The data considered here were not collected according to a specific process, as the genotypes of isolates were sequenced selectively and also the swabs were collected both routinely and occasionally from diseased children. To study the robustness of our conclusions, we considered the following six alternative models for observations:

  • — Model 1. Infections are observed independently of each other with a probability p. The actual time they are observed is uniformly distributed over the time of infectiousness.

  • — Model 2. Infections are observed independently of each other with a probability p. The actual time an infection is observed is uniformly distributed over the time of infectiousness, if the infection period was shorter than one month. If the infection period was longer than a month, the time of observation has a truncated gamma distribution centred at the 30 days from the beginning of the infection. Thus, long infection periods are more probably observed at the beginning of the infectious period.

  • — Model 3. Infections are observed independently of each other, but the probability of an infection being observed is proportional to the length of the infectious period. The actual time they are observed is uniformly distributed over the time of infectiousness.

  • — Model 4. Observations are collected as in model 1, but P({T|x,t,Z}) is defined so that genotypic lineages, once in the same host, are more likely to coalesce during the infection period of the host than to remain as separate lineages that were both transmitted from the source of infection.

  • — Model 5. In this model, data are collected as in model 3, but the transmission bottlenecks are penalized as in model 4.

  • — Model 6. Data are collected as in model 2, and the transmission bottlenecks are penalized as in model 4.

In the electronic supplementary material, we show how the elements of the importance weights in equation (2.3) can be calculated under each of the six models above.

3. Results

To illustrate the framework presented here, we implemented the presented scheme on observations considering the most prevalent serotypes. The data were clustered as described in the electronic supplementary material. This resulted in 53 separate data clusters with a total of 103 pairs of households among whom transmission was considered plausible. Each data cluster was analysed independently of the others using the framework described above. In our application, we assumed the topology of the genealogy to be fixed for each cluster and given by the parsimony tree, and sampled only the coalescence times from the posterior. In the electronic supplementary material, we show how we sample from the posterior distribution of T, conditional on the parsimonious phylogenetic tree. Assuming fixed genealogy might produce overconfident results considering transmission links, when data clusters of more than two isolates are considered. Therefore, the topology could also be considered uncertain, and the genealogies could be sampled using, for instance, standard bootstrap techniques.
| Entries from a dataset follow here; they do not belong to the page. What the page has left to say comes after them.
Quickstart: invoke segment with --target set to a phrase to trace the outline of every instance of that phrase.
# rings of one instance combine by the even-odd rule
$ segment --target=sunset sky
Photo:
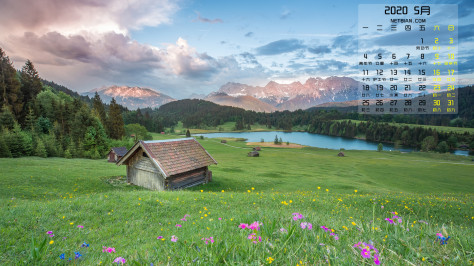
[[[388,2],[0,0],[0,47],[16,68],[30,59],[75,91],[127,85],[185,98],[229,81],[354,76],[358,4]],[[472,84],[474,1],[409,2],[458,4],[459,78]]]

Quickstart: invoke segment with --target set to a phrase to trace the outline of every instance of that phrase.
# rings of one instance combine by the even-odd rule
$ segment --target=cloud
[[[256,48],[259,55],[277,55],[306,48],[302,41],[297,39],[287,39],[274,41],[264,46]]]
[[[178,5],[172,0],[4,0],[0,9],[0,36],[25,31],[127,33],[129,29],[169,23],[177,10]]]
[[[201,14],[197,11],[196,11],[196,14],[198,15],[198,17],[195,20],[193,20],[194,22],[199,21],[202,23],[211,23],[211,24],[223,23],[222,19],[220,18],[215,18],[215,19],[204,18],[204,17],[201,17]]]
[[[327,45],[320,45],[320,46],[308,47],[308,52],[312,54],[327,54],[331,52],[331,49]]]
[[[219,67],[216,59],[206,53],[198,53],[182,38],[176,44],[168,45],[163,57],[174,74],[187,78],[208,78]]]
[[[291,11],[288,9],[285,9],[281,12],[280,19],[287,19],[290,15],[291,15]]]

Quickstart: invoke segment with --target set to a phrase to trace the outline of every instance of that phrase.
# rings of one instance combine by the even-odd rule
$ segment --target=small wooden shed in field
[[[127,181],[152,190],[192,187],[212,180],[217,161],[194,138],[138,141],[121,160]]]
[[[113,147],[107,155],[107,161],[109,163],[116,163],[125,155],[125,153],[127,153],[127,151],[126,147]]]

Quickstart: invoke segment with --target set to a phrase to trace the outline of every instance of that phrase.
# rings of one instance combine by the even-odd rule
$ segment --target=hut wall
[[[127,181],[152,190],[164,190],[164,178],[151,159],[143,156],[140,149],[127,165]]]
[[[203,167],[186,173],[170,176],[167,180],[167,188],[173,190],[207,183],[207,173],[207,167]]]

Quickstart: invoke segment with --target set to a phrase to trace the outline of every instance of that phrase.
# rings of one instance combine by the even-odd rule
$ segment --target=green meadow
[[[213,182],[173,192],[129,185],[125,166],[105,159],[0,159],[0,264],[474,261],[469,157],[264,148],[253,158],[242,141],[199,141],[219,163]]]

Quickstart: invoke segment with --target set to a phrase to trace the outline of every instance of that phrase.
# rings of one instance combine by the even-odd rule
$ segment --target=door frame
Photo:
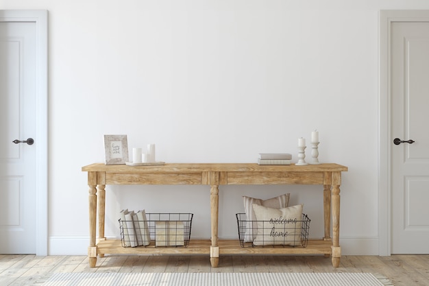
[[[48,254],[48,12],[0,10],[0,22],[36,23],[36,254]]]
[[[429,22],[429,10],[380,12],[378,254],[391,254],[391,27],[395,22]]]

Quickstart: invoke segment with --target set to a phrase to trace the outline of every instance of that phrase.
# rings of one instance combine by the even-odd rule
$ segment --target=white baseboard
[[[50,237],[48,255],[88,255],[89,237]]]
[[[341,255],[377,255],[378,237],[341,237]]]
[[[49,255],[87,255],[89,237],[51,237]],[[379,255],[377,237],[342,237],[340,246],[342,255]]]

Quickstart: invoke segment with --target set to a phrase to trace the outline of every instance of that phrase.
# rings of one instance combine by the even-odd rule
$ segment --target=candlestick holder
[[[305,150],[306,146],[298,146],[298,163],[295,165],[297,166],[304,166],[306,165],[308,165],[306,163],[306,153]]]
[[[319,143],[320,142],[311,143],[311,147],[312,148],[311,150],[312,160],[311,162],[310,162],[310,164],[311,165],[320,165],[320,163],[319,163],[319,159],[317,158],[317,157],[319,157],[318,145]]]

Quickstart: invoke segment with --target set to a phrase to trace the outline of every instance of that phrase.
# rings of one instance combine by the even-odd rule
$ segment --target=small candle
[[[319,131],[315,130],[312,132],[311,132],[311,143],[317,143],[319,142]]]
[[[302,138],[302,137],[298,138],[298,147],[305,147],[305,146],[306,146],[305,138]]]

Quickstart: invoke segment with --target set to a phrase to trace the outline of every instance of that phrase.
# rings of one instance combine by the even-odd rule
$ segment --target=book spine
[[[132,220],[132,217],[134,212],[131,211],[125,214],[125,224],[127,229],[128,230],[128,236],[130,237],[130,243],[132,248],[137,246],[137,237],[136,235],[136,231],[134,230],[134,223]]]
[[[292,155],[288,153],[280,153],[280,154],[260,153],[259,158],[262,160],[291,160]]]
[[[125,219],[125,214],[128,213],[128,210],[122,210],[121,211],[121,220],[122,222],[122,231],[123,232],[123,245],[127,248],[131,246],[130,243],[130,235],[128,235],[128,228],[127,227],[127,222]]]
[[[258,165],[291,165],[291,160],[258,159]]]

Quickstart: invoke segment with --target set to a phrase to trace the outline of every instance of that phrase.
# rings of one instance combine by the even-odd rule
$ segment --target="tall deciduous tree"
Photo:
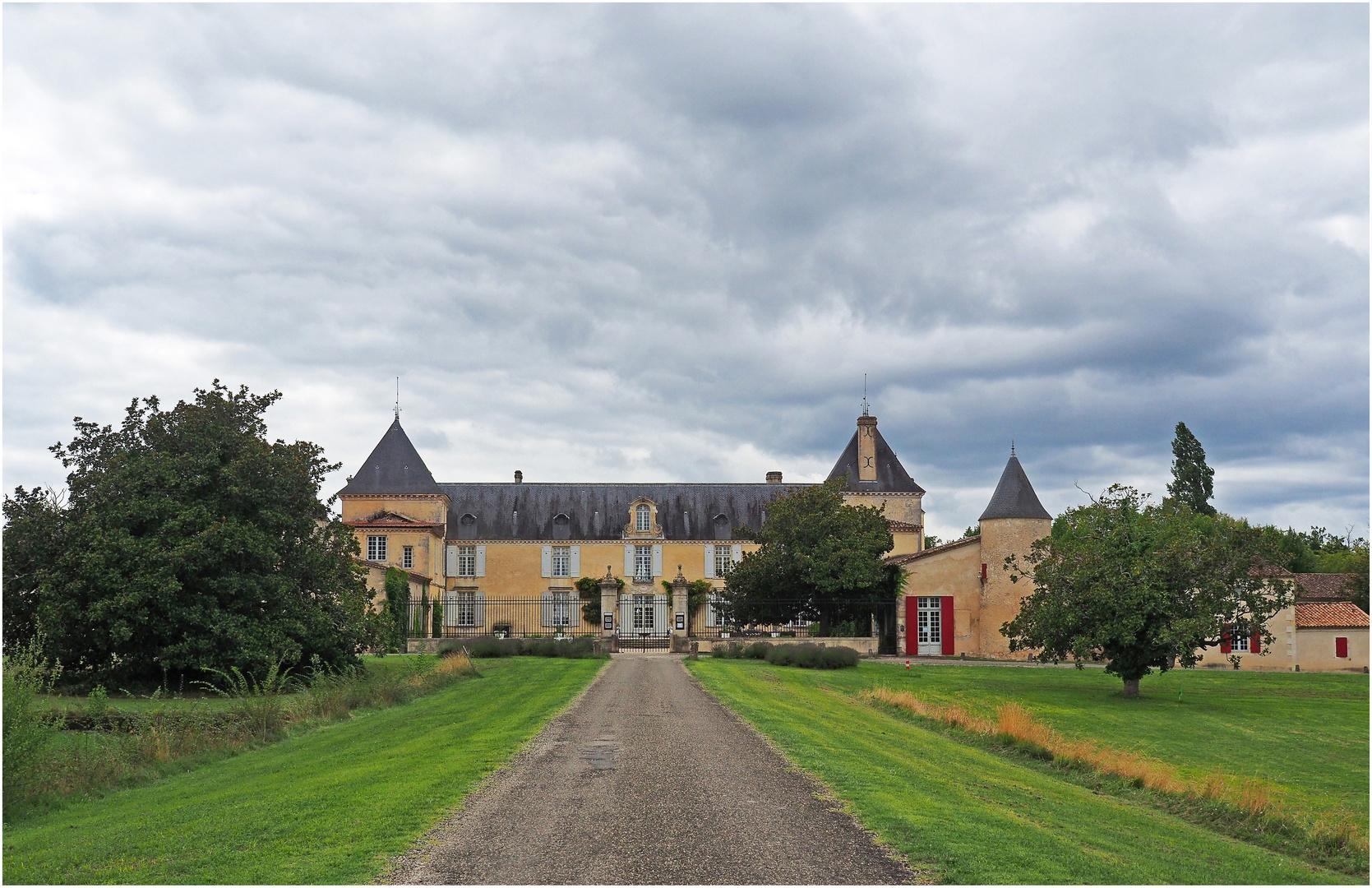
[[[1194,666],[1200,648],[1261,635],[1291,604],[1290,582],[1269,575],[1280,552],[1258,527],[1227,515],[1198,515],[1115,484],[1069,509],[1024,563],[1006,559],[1011,581],[1034,585],[1002,627],[1011,651],[1043,662],[1104,660],[1137,696],[1139,679],[1173,664]]]
[[[1172,439],[1172,483],[1168,494],[1198,515],[1214,515],[1214,469],[1206,465],[1205,447],[1185,423],[1177,423]]]
[[[735,531],[744,535],[742,531]],[[889,607],[900,568],[882,561],[890,526],[879,509],[844,505],[837,483],[797,487],[767,506],[761,544],[726,579],[723,609],[738,624],[818,620],[820,633]]]
[[[318,500],[336,467],[266,441],[277,398],[215,380],[170,410],[134,399],[118,428],[78,417],[52,447],[66,504],[4,502],[5,642],[38,627],[67,675],[104,682],[353,662],[376,626],[357,539]]]

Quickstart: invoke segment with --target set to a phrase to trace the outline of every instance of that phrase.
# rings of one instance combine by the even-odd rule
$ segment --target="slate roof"
[[[397,419],[347,486],[348,494],[443,493]]]
[[[991,494],[986,511],[977,520],[985,522],[995,517],[1052,517],[1048,515],[1048,509],[1039,502],[1039,494],[1033,491],[1033,484],[1029,483],[1029,476],[1025,475],[1025,469],[1014,453],[1006,463],[1006,471],[1000,474],[1000,482],[996,484],[996,493]]]
[[[1302,601],[1295,605],[1297,629],[1367,629],[1368,615],[1351,601]]]
[[[838,456],[838,461],[834,463],[834,471],[829,472],[826,480],[834,480],[842,478],[848,482],[847,490],[851,491],[892,491],[892,493],[923,493],[925,489],[915,483],[915,479],[910,476],[906,467],[900,464],[896,458],[896,452],[890,449],[886,439],[881,436],[881,432],[875,425],[871,427],[873,435],[877,439],[877,480],[863,482],[858,480],[858,432],[848,441],[848,446]]]
[[[620,539],[630,522],[630,504],[639,497],[657,505],[664,539],[730,539],[722,528],[763,526],[767,504],[808,484],[439,484],[451,504],[449,539]],[[471,516],[464,524],[464,516]],[[565,523],[557,523],[565,516]],[[643,542],[652,542],[645,539]]]

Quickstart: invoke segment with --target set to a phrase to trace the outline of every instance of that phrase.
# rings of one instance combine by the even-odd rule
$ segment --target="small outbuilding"
[[[1272,649],[1262,640],[1229,638],[1207,648],[1199,666],[1255,671],[1362,673],[1368,668],[1368,615],[1347,600],[1349,574],[1276,572],[1297,585],[1294,605],[1268,620],[1275,635]]]

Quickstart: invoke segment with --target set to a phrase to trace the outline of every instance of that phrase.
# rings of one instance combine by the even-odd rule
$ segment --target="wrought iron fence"
[[[778,603],[779,604],[779,603]],[[895,649],[896,605],[871,601],[836,601],[829,637],[882,638]],[[605,618],[609,616],[606,626]],[[775,624],[741,624],[719,600],[708,600],[685,615],[691,638],[818,638],[820,622],[797,619]],[[612,615],[600,614],[600,598],[584,601],[572,593],[545,593],[536,598],[487,598],[482,592],[440,592],[432,598],[412,600],[403,633],[407,638],[476,638],[498,635],[601,635],[606,629],[622,646],[661,648],[676,627],[672,600],[664,594],[620,596]]]
[[[788,601],[761,603],[782,605]],[[827,631],[822,627],[818,614],[801,614],[799,619],[778,623],[742,623],[734,618],[729,605],[719,598],[711,598],[690,614],[689,634],[691,638],[885,638],[890,635],[895,645],[896,604],[860,601],[834,601]]]
[[[576,593],[549,593],[538,598],[487,598],[484,593],[446,592],[410,600],[405,634],[409,638],[475,638],[501,635],[600,635],[594,609]],[[591,619],[587,619],[590,616]]]

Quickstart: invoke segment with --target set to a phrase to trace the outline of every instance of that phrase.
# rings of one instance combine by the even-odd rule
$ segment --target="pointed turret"
[[[991,494],[986,511],[977,520],[985,522],[996,517],[1052,519],[1048,509],[1039,502],[1039,495],[1033,491],[1033,484],[1029,483],[1029,476],[1025,475],[1013,447],[1006,471],[1000,474],[1000,483],[996,484],[996,493]]]
[[[826,480],[842,478],[851,493],[919,493],[906,467],[896,458],[886,439],[877,431],[877,417],[863,413],[858,417],[858,431],[834,463]]]
[[[443,494],[397,419],[340,495]]]

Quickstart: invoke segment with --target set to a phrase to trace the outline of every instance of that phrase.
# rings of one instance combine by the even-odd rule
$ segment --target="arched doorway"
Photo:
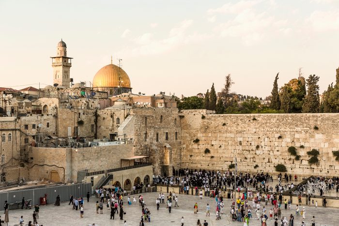
[[[43,107],[43,114],[48,114],[48,107],[47,105],[45,105]]]
[[[132,191],[132,183],[129,179],[126,179],[123,183],[123,189],[126,191]]]
[[[147,187],[148,184],[150,183],[150,176],[148,175],[146,175],[144,178],[144,185]]]
[[[60,177],[59,173],[55,170],[51,171],[51,182],[59,183],[60,182]]]
[[[121,184],[119,181],[115,181],[114,182],[114,183],[113,184],[113,186],[114,186],[114,187],[119,187],[121,188]]]
[[[137,178],[134,180],[134,185],[140,184],[141,183],[141,179],[140,179],[139,177],[137,177]]]

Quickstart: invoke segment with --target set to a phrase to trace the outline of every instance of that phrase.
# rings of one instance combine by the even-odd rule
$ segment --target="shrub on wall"
[[[319,160],[318,159],[318,156],[312,156],[308,160],[308,163],[310,164],[317,164],[319,162]]]
[[[333,156],[336,157],[336,160],[339,161],[339,151],[334,151],[332,152]]]
[[[84,121],[83,121],[82,120],[79,120],[77,121],[77,124],[79,125],[83,125],[84,123]]]
[[[291,146],[287,149],[288,152],[291,155],[295,156],[296,155],[296,149],[295,147]]]
[[[312,155],[313,156],[317,156],[319,155],[319,151],[314,149],[312,149],[312,151],[308,151],[306,153],[307,153],[307,154],[308,155]]]
[[[276,171],[277,172],[287,172],[287,169],[286,169],[286,166],[282,164],[278,164],[275,166],[276,168]]]

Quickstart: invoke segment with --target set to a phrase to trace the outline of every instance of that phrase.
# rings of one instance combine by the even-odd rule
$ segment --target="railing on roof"
[[[120,168],[115,168],[114,169],[108,169],[108,173],[111,173],[112,172],[116,172],[121,170],[125,170],[126,169],[134,169],[135,168],[139,168],[139,167],[148,166],[152,166],[152,164],[151,163],[141,163],[139,164],[136,164],[134,166],[129,166],[122,167]]]

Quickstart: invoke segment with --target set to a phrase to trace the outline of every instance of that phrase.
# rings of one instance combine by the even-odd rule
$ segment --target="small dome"
[[[62,41],[62,39],[61,41],[58,43],[58,47],[66,47],[67,46],[66,46],[66,43],[65,43],[65,42]]]
[[[113,64],[101,68],[93,78],[93,88],[119,86],[131,88],[131,82],[127,73],[122,68]]]

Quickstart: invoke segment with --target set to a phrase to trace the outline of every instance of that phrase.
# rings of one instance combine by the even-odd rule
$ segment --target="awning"
[[[121,159],[122,160],[134,160],[135,159],[143,159],[144,158],[148,158],[149,156],[146,155],[136,155],[135,156],[130,157],[129,158],[125,158]]]

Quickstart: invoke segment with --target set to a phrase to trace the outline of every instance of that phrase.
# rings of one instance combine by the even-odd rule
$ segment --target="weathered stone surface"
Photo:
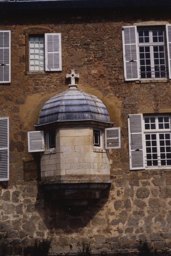
[[[150,186],[150,183],[147,181],[141,181],[141,184],[143,187],[146,187],[147,186]]]
[[[112,242],[116,242],[118,240],[119,237],[119,236],[115,237],[108,237],[106,238],[106,242],[111,243]]]
[[[23,204],[20,204],[16,206],[16,212],[19,214],[23,213]]]
[[[143,211],[133,211],[133,214],[135,217],[145,216],[145,214]]]
[[[136,104],[137,101],[135,98],[128,97],[126,98],[123,101],[123,104],[124,105],[132,105]]]
[[[20,220],[15,220],[13,221],[12,224],[14,229],[20,230],[21,228],[22,221]]]
[[[149,239],[151,241],[160,241],[161,240],[161,237],[159,233],[152,233],[149,235]]]
[[[124,187],[126,185],[126,182],[124,179],[117,179],[115,180],[116,185],[118,187]]]
[[[161,190],[160,193],[162,198],[171,197],[171,189],[164,188]]]
[[[18,197],[20,195],[20,192],[16,191],[14,191],[12,194],[12,201],[14,203],[17,203],[19,202]]]
[[[150,195],[149,190],[147,188],[139,188],[136,192],[137,198],[147,198]]]
[[[124,206],[126,209],[130,208],[131,207],[131,200],[129,199],[126,199],[124,200]]]
[[[115,210],[117,211],[119,209],[121,208],[122,204],[122,201],[121,200],[118,200],[115,202],[114,203],[114,207]]]
[[[136,206],[140,208],[142,208],[146,206],[145,202],[144,202],[143,201],[141,201],[140,200],[138,200],[138,199],[135,199],[134,200],[134,203]]]
[[[95,238],[96,244],[103,244],[106,242],[106,237],[103,236],[95,236]]]
[[[127,188],[124,191],[124,195],[126,196],[130,196],[133,197],[134,195],[134,191],[133,188]]]
[[[158,199],[150,198],[149,200],[149,204],[150,206],[155,208],[159,208],[162,206],[161,201]]]
[[[156,187],[160,187],[162,185],[162,181],[160,178],[157,178],[152,180],[151,182]]]
[[[85,226],[83,220],[80,217],[70,219],[69,220],[69,223],[71,227],[74,229],[84,227]]]
[[[138,225],[139,220],[138,219],[134,218],[129,218],[128,220],[128,225],[129,226],[135,226]]]
[[[134,229],[133,227],[127,227],[125,229],[125,232],[126,234],[126,233],[132,233],[134,231]]]
[[[139,181],[138,180],[130,180],[129,184],[131,186],[135,186],[136,187],[139,187]]]
[[[24,230],[26,231],[33,231],[35,229],[35,226],[34,224],[30,221],[26,221],[22,225]]]
[[[15,212],[15,207],[12,204],[4,203],[2,206],[5,214],[10,214],[11,213]]]
[[[163,251],[166,249],[166,242],[164,241],[154,241],[153,244],[155,250]]]
[[[159,191],[158,189],[155,189],[154,188],[151,189],[151,194],[153,196],[157,196],[159,193]]]

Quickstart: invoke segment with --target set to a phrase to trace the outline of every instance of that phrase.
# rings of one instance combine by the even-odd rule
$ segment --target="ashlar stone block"
[[[67,169],[66,174],[85,174],[85,169]]]

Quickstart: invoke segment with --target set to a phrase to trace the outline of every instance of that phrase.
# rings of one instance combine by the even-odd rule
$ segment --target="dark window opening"
[[[56,133],[55,131],[49,132],[49,148],[56,147]]]

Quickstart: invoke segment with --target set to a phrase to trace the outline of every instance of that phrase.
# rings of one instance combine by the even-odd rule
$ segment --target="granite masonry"
[[[9,117],[10,145],[9,180],[0,182],[0,255],[27,255],[35,241],[46,241],[49,255],[79,253],[85,245],[93,254],[138,252],[140,241],[146,241],[152,251],[171,251],[171,169],[130,170],[127,124],[130,114],[170,113],[171,83],[124,81],[121,29],[145,22],[170,24],[170,10],[1,13],[0,30],[11,33],[11,82],[0,84],[0,116]],[[37,31],[61,33],[62,71],[29,71],[28,35]],[[101,198],[81,207],[68,206],[57,191],[39,184],[40,153],[28,149],[28,131],[34,130],[44,104],[68,89],[66,73],[72,68],[79,72],[79,89],[103,101],[121,132],[121,148],[110,150],[109,160],[95,159],[92,148],[84,159],[91,174],[101,163],[108,175],[110,169],[112,183]],[[84,131],[90,148],[90,129]],[[64,128],[61,132],[64,137],[67,134]],[[74,129],[73,133],[78,133]],[[73,154],[83,150],[80,142],[70,145]],[[78,168],[82,158],[81,154],[75,159],[68,174]]]

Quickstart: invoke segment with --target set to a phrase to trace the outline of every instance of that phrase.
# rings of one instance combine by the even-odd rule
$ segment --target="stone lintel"
[[[136,22],[133,23],[132,25],[137,26],[164,26],[167,24],[169,24],[169,22],[167,21],[156,21],[151,20],[151,21],[144,21],[140,22]]]
[[[46,178],[46,177],[45,177]],[[47,177],[48,178],[48,177]],[[53,177],[54,178],[54,177]],[[44,180],[39,181],[39,184],[40,185],[51,185],[55,184],[76,184],[84,183],[112,183],[112,180],[99,179],[98,180]]]
[[[154,114],[155,113],[170,113],[171,109],[138,109],[138,114]]]

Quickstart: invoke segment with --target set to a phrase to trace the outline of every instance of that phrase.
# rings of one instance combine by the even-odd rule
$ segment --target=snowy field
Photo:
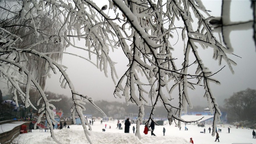
[[[166,124],[166,122],[165,124]],[[102,131],[107,124],[106,131]],[[131,125],[130,133],[125,133],[124,129],[116,129],[117,121],[103,122],[101,125],[99,122],[96,121],[92,126],[92,130],[90,131],[91,140],[95,144],[180,144],[189,143],[189,139],[192,138],[194,143],[196,144],[211,144],[217,143],[256,143],[256,139],[253,138],[252,129],[236,129],[231,126],[230,133],[228,133],[227,127],[229,125],[218,125],[222,130],[219,133],[220,142],[215,142],[215,137],[212,137],[208,130],[209,125],[206,125],[205,134],[200,133],[203,131],[204,128],[198,127],[193,124],[186,125],[188,131],[185,131],[185,125],[182,124],[179,130],[174,125],[169,126],[156,125],[154,133],[156,136],[151,136],[150,131],[145,135],[143,133],[145,125],[141,125],[140,131],[142,139],[140,140],[133,133],[133,126],[136,127],[135,124]],[[122,123],[124,127],[124,124]],[[111,127],[109,129],[109,126]],[[85,137],[81,125],[72,125],[70,129],[64,128],[61,130],[55,130],[55,136],[63,144],[89,143]],[[163,128],[166,131],[165,136],[163,136]],[[19,135],[13,141],[13,144],[55,144],[51,138],[50,133],[39,132],[39,129],[33,129],[32,132]]]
(a). From within-household dynamics to between-household transmission trees Γ(·)

The estimated within-household dynamics indicate frequent transmissions between the family members. For a susceptible infant, it is approximately 4.5 times more probable to be infected from any infectious family member per day than from the community outside the household. Because the infections could circulate within the household for very variable amounts of time, the posterior predictive distribution for the lengths of infectious periods Ψ(·) is predicted to be highly skewed, having a 95% credibility interval (CI) of [1, 345] days, whereas the posterior mean is 62 days. The rate r at which infectious households infect each other was estimated to be r = 0.016 per day. Combining the inferences about the lengths of the infectious periods for households and the rate of infecting other households, we predict that approximately 53% of the infected households infect no other household, but still 11% of the infected households will infect four or more other households. The mean generation time interval for the household-to-household transmissions is predicted to be 92 days, with 95% CI being [2, 352] days. In figure 3, several examples of transmission trees sampled from Γ(·) are shown. The statistical properties of Γ(·) are shown in detail in the electronic supplementary material, figure S3.

Figure 3.

Figure 3.

An illustration of the posterior distribution of transmission trees for a pair of isolates having two-SNP distance of one and being observed 100 days apart from each other. The normalized weights of the 12 sampled trees are shown above each tree. We also show the number of branches alive at the first and second observation time (A) and the total number of branches born during the follow-up (B). In each panel, time origin was set to the time of the most recent common ancestor. Relative to that, vertical green lines mark the start and the end of the follow-up, and the lines and spheres in magenta show the branches alive at the two observation times.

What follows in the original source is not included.